Et l’« adhésion » du Liban…
Déjà alourdi par ce dossier qui pourrait s’avérer explosif, le Conseil des ministres se limitera donc à l’examen de l’exportation des ordures, écartant d’emblée toute discussion autour de « l’adhésion » du Liban à la coalition arabe islamique pour la lutte contre le terrorisme. À ce propos, le ton a déjà été donné au cours du week-end par les ténors du Hezbollah qui ont puisé dans leur lexique les termes les plus virulents à l’égard du parrain de ce projet qualifié de « douteux », l’Arabie saoudite.
Accusé de « chercher plutôt à soutenir le terrorisme qu’à le combattre puisqu’en définitive ils en sont les bailleurs de fonds » (les propos sont ceux du numéro deux du parti chiite, le cheikh Naïm Kassem), le royaume wahhabite est également pointé du doigt par le député Ali Fayad qui a dénoncé en passant le fait que les ministres n’étaient ni au courant de l’adhésion du Liban à cette coalition ni de sa teneur qui, a-t-il précisé, consiste à faire front au terrorisme quelle que soit la communauté dont il est issu. Comprendre le Hezbollah également. Pour lui, cette « généralisation est voulue » pour noyer le poisson et faire perdre de vue les tenants du véritable terrorisme. Au sein du parti chiite, le mot d’ordre est clair : il n’en est pas question et une telle décision ne saurait être prise unilatéralement, mais par l’ensemble du gouvernement. Même son de cloche à Rabieh, où l’on affirme qu’il ne revient pas au Premier ministre d’engager le pays sur ce chemin, mais que cela relève du Conseil des ministres et du Parlement.

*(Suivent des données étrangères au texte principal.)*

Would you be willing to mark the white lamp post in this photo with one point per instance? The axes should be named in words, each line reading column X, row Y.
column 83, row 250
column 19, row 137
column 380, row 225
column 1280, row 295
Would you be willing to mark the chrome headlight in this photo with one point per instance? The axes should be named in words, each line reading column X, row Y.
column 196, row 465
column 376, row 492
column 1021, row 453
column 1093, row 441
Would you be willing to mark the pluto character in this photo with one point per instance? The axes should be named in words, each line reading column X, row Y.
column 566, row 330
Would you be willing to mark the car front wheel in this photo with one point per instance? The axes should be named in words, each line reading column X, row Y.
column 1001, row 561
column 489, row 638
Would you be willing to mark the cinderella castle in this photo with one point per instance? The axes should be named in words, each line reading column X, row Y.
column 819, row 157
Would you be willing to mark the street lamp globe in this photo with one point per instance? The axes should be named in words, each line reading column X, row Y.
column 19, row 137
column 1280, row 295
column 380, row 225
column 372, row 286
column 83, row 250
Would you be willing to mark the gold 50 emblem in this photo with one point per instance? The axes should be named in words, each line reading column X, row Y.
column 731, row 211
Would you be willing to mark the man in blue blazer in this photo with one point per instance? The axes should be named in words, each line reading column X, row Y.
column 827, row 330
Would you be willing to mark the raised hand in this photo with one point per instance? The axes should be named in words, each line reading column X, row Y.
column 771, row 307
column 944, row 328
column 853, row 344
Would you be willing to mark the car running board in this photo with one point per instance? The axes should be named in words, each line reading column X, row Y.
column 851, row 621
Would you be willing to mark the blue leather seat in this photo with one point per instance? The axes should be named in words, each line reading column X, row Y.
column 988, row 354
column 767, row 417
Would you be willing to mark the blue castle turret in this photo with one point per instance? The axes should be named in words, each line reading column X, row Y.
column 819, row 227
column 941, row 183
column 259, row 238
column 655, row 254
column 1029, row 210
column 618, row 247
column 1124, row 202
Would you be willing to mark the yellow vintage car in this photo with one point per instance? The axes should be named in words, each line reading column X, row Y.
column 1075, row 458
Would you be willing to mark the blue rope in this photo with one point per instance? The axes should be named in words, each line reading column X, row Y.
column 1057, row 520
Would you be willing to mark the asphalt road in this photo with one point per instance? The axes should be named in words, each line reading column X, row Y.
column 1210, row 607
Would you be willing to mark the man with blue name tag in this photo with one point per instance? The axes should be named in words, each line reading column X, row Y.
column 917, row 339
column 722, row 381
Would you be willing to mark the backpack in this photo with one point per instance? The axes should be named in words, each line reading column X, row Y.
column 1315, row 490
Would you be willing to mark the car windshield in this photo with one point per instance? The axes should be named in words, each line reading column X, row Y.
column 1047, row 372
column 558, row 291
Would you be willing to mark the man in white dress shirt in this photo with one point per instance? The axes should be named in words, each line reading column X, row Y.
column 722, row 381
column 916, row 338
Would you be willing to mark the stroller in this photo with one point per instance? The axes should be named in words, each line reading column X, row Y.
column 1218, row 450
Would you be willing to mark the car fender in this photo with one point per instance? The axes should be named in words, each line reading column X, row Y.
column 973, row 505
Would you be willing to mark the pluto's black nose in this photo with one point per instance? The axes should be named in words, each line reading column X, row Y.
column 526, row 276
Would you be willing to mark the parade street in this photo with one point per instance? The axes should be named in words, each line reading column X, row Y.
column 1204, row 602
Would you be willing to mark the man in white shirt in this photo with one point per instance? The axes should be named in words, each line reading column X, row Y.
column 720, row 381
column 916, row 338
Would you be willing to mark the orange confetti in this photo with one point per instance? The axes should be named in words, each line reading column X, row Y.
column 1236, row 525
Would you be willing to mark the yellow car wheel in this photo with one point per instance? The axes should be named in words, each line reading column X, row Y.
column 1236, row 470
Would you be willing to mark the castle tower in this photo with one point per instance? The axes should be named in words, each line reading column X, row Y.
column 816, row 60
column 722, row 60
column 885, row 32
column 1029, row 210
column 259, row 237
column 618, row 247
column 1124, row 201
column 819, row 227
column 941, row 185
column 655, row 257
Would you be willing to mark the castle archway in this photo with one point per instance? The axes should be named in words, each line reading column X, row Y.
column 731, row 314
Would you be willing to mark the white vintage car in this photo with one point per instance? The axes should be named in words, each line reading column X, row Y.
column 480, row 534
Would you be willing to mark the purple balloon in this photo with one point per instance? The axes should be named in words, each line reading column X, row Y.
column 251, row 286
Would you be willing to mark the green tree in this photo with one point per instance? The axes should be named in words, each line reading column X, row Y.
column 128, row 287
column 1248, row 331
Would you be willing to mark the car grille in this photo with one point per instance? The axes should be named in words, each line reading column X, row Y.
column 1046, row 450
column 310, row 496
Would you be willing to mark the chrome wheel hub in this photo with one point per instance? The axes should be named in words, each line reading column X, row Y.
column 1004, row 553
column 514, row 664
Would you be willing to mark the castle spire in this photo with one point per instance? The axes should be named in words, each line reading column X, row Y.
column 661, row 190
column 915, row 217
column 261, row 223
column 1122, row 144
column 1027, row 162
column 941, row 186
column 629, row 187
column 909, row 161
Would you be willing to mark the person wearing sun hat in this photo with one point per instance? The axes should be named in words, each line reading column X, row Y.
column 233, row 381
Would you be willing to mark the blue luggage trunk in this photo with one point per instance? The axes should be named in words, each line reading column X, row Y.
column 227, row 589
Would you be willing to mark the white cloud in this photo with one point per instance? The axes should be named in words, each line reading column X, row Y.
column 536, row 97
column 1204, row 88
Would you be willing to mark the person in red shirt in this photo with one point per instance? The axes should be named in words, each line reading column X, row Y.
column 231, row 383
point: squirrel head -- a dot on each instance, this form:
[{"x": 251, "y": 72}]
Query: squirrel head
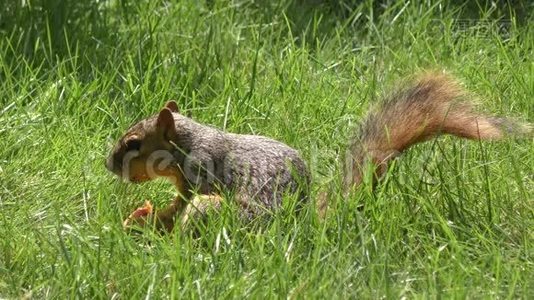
[{"x": 144, "y": 152}]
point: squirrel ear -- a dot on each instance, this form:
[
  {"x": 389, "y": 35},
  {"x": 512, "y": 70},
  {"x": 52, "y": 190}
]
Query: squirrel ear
[
  {"x": 172, "y": 106},
  {"x": 165, "y": 122}
]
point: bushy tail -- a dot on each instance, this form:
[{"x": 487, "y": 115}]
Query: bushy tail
[{"x": 434, "y": 104}]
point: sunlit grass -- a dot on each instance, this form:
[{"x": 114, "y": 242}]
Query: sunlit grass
[{"x": 453, "y": 218}]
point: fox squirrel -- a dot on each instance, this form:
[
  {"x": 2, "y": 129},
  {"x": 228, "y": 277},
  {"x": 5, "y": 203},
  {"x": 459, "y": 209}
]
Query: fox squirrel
[{"x": 206, "y": 160}]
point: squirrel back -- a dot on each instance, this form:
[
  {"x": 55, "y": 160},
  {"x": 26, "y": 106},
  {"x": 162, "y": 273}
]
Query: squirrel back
[{"x": 260, "y": 170}]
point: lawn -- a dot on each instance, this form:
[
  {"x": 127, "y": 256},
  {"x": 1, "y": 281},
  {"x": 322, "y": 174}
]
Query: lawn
[{"x": 453, "y": 218}]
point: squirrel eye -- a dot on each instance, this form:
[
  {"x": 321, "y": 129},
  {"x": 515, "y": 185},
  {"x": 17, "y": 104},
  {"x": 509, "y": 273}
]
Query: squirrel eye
[{"x": 133, "y": 145}]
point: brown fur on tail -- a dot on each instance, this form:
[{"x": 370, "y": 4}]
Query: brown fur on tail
[{"x": 432, "y": 105}]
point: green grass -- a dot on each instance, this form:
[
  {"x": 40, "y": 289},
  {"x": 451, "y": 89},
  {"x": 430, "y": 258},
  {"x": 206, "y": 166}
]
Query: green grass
[{"x": 452, "y": 219}]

Seul dossier mis en veilleuse pour l’instant, celui de la présidentielle, qui couve depuis l’intervention télévisée du candidat proclamé « favori ». Prenant le temps de méditer la teneur de l’intervention du chef des Marada, Sleiman Frangié, les partis chrétiens font profil bas et observent un silence lourd de signification. Une indication a cependant été livrée hier par le ministre Kataëb, Sejaan Azzi, qui après avoir salué « la franchise » du candidat, a noté dans un entretien à l’agence al-Markaziya qu’il « n’a pas explicité sa position par rapport aux questions nationales ». La présidentielle a également été au centre de l’entretien qui s’est déroulé hier à Maarab, entre Samir Geagea et l’ambassadeur d’Arabie saoudite, Ali Awad Assiri, lequel a réitéré à qui veut bien l’entendre que l’élection est « une affaire libano-libanaise », le seul souci de son pays étant de voir un terme mis à la vacance à ce poste.